И, спрыгнув с приступки кафедры, проворно устремился к дверям.
Они вяло плелись опустелым коридором. Сводчатые потолки нависали грузно, низко; спертый воздух пах пылью и кошкою.
— Слава создателю — кончен курс премудрости университетской, — устало зевая, говорил Ротчев. — А все же как-то обидно, правда, Полежаев?
— Что — обидно? — спросил тот рассеянно.
Ротчев молчал, и Сашка внезапно догадался, о чем он: конечно, обидно… Столько счастья было, когда впервые всходили они по этим стертым ступеням желтого камня, под эти своды; столько надежд, замираний сердца, радостного звона в душе… И все кончилось, и почти все обмануло. И праздничный звон сменился мертвой каменной тишиной, а зеленый, весенний запах счастья — пыльной вонью, духотой скуки.
Они спустились по узкой лестнице во двор. Кучка студентов, разморенных жарою, сидела у ворот под кругло постриженной липою. Веснушчатый паренек в долгополом сюртуке с жаром декламировал какие-то стихи; товарищи, давясь от смеха, то и дело одергивали чтеца; егозливый маленький брюнет, почти мальчик, восхищенно повизгивая, порывался закрыть ему рот.
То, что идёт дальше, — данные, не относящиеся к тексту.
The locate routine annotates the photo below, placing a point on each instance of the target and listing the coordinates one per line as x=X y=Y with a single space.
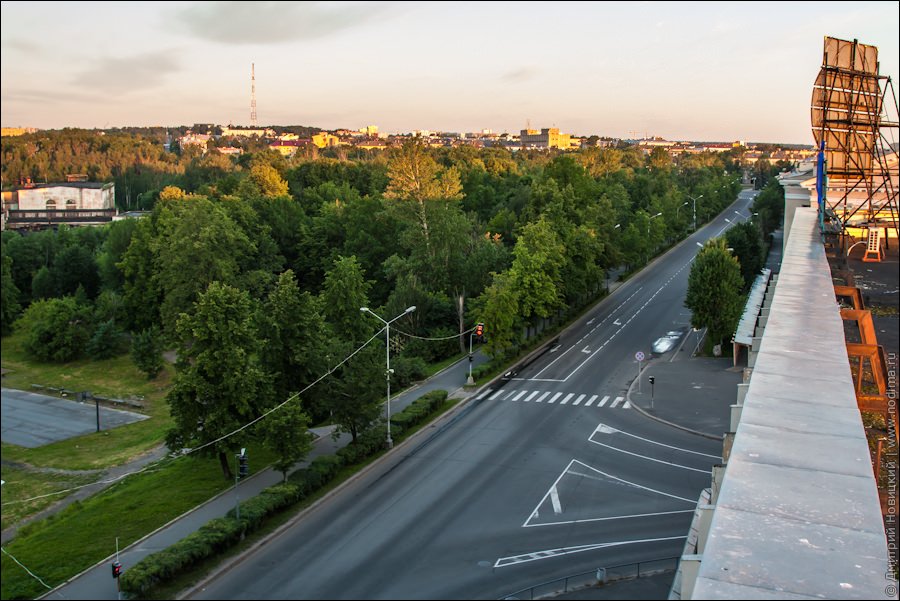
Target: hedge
x=220 y=534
— Твое читают, — с улыбкой заметил Ротчев.
Чтец поднял голову, восторженно встрепенулся и вскочил на скамейку:
— Виват, Полежаев! Виват, автор!
Плотный немолодой господин в оранжевом фраке и сапогах с отворотами приостановился у ворот, внимательно вслушиваясь и всматриваясь в студентов. При приближении Сашки он резко повернулся и зашагал к Охотному.
— Постой… Да ведь это тот… Жандармский полковник! — воскликнул Ротчев. — Помнишь, тогда, у Малого театра?
— Черт с ним, — брезгливо сморщившись, махнул Полежаев. — Все равно.
— Он подслушивал, как читали «Сашку»!
— Черт с ним. Вздор мой «Сашка». За такое не казнят.
— А тебе что — кровавые лавры Рылеева мерещатся? — тихо спросил товарищ.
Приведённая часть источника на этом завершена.